Конфигурирование цифровой подписи на исходящем от отправителя сообщении требует использования простой, но мощной, техники на основе криптографии с использованием публичных ключей:
- Отправитель вычисляет “одностороннее” (one-way) хэш-значение (hash value) на основе содержания SOAP-сообщения, используя один из нескольких хорошо известных хэш-алгоритмов. Они называются “односторонними”, так как нет способа реконструировать содержание сообщения исходя из этого хэш-значения.
- Сообщение использует это хэш-значение вместе с криптографическим частным ключом отправителя для вычисления цифровой подписи.
- Приняв сообщение, получатель использует публичный ключ отправителя для вычисления c целью определения действительности (validity) подписи сообщения и извлечения хэш-значения. Такого рода вычисление с цифровой подписью, созданной с применением частного ключа отправителя, гарантирует определение идентичности отправителя.
- Применение того же самого алгоритма для определения хэш-значения на основе содержания сообщения удостоверяет, что это сообщение не было изменено по дороге к получателю.
Цифровые подписи
Среда выполнения (runtime) для WS-Security в сервере Oracle Application Server—часто называемая “трубопровод” (pipeline)—требует добавления токенов аутентификации (authentication tokens), когда сообщение отправляется от клиента, то есть оно снабжается цифровой подписью и затем само кодируется. Эта процедура выполняется в обратном порядке на стороне сервера.
Чтобы цифровые подписи и кодирование заработали, и у клиента, и у сервера должно быть одно хранилище ключей — частных ключей для подписания и кодирования своих сообщений и публичных ключей соответствующих партнеров для проверки подписей и раскодирования их сообщений. Управление этими ключами ведется сертификационным органом, таким как провайдеры сертификатов сервера Oracle Application Server или независимые провайдеры сертификатов.
Ключи должны храниться, как правило, в хранилище сертификатов и на стороне клиента, и на стороне сервера. В случае серверов J2EE-приложений место хранения – это часто стандартный JDK файл, называемый keystore – хранилищем ключей, и наиболее продвинутые реализации таких хранилищ также поддерживают серверы LDAP-директорий, такие как Oracle Internet Directory в качестве репозитория сертификатов.

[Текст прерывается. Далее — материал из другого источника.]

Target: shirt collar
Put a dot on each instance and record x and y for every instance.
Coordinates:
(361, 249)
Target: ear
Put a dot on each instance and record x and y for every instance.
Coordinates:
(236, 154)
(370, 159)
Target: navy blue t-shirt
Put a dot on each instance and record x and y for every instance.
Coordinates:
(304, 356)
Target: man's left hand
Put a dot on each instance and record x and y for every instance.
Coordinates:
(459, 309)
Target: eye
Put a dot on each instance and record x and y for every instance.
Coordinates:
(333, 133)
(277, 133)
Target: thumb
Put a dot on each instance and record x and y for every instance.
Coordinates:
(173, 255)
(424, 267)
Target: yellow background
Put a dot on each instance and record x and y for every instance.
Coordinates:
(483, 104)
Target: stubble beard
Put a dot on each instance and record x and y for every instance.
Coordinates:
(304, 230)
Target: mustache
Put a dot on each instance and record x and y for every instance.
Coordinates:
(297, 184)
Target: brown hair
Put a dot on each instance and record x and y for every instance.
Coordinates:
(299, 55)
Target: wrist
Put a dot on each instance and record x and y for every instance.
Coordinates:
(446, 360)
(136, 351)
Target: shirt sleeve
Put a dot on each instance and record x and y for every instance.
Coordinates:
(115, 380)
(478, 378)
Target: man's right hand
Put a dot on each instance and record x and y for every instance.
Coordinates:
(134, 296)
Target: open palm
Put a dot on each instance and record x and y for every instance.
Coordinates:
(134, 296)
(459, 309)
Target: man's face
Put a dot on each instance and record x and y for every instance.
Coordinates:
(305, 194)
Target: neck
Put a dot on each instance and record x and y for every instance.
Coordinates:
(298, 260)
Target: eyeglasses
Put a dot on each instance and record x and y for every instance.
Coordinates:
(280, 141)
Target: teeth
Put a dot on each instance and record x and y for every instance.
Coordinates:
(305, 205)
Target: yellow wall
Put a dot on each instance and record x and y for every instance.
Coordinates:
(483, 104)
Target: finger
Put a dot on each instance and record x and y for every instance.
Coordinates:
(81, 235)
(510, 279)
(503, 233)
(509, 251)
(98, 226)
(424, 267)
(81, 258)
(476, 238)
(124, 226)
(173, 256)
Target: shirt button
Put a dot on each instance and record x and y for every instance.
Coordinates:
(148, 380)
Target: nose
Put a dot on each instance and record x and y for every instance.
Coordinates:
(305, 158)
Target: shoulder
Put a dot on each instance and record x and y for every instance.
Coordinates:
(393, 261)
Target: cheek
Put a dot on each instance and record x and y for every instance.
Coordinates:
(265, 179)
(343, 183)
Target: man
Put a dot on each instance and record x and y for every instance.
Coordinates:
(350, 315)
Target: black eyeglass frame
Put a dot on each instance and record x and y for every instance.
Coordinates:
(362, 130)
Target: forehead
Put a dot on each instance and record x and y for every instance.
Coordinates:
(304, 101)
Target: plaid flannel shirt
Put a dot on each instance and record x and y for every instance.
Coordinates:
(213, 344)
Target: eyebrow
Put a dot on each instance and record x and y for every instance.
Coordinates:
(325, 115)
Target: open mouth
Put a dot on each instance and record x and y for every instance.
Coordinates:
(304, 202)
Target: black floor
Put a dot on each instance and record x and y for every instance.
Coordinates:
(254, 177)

Конфигурирование цифровых подписей
Учитывая весь этот контекст, я предпочту начинать не с Oracle JDeveloper (как я делал в предыдущих статьях), конфигурируя сервис для цифровых подписей. Я начну с сервера входящих сообщений, а потом прейду к клиенту – источнику выходящих сообщений. Используя тот же самый пример сервиса -- HR Service, что и в моих предыдущих статьях, сначала я иду к странице Application Server Control Web services page (можно найти ее на вашей локальной установке OC4J на http://127.0.0.1:1810/console/ias/oc4j/webservices) и потом перехожу к странице администрирования EmpServicePort administration page. Затем я редактирую установки обеспечения безопасности входящих сообщений (inbound security settings) как показано на рисунке 1.
|
|
|
Рисунок 1: Установка конфигурации цифровой подписи для EmpService с использованием Application Server Control |
Вторая таблица установок обеспечения безопасности позволяет администраторам конфигурировать целостность сообщений (message integrity), иначе это называется конфигурированием цифровой подписи. Они могут простым образом устанавливать, что сообщения должны быть снабжены цифровыми подписями для того, чтобы быть обработанными, и они могут задать поддержку для нескольких стандартных алгоритмов, используемых для обработки цифровых подписей, включая DSA-SH1, HMAC-SHA1, RSA-MD5 и RSA-SHA1.
Чтобы упростить управление сертификатами, я использую хранилище ключей, поставляемое с Oracle Application Server 10g Release 10.1.3, oraks.jks, размещенное в директории <ORACLE_HOME>\j2ee\config. Оно уже содержит предварительно сгенерированные сертификаты для цифровых подписей —orasign—и сертификаты предварительно сгенерированные для кодирования —oraenc. Переходя к соответствующему экрану -- the Keystore and Identity Certificates screen – компонента Application Server Control, вы можете выбрать это хранилище ключей.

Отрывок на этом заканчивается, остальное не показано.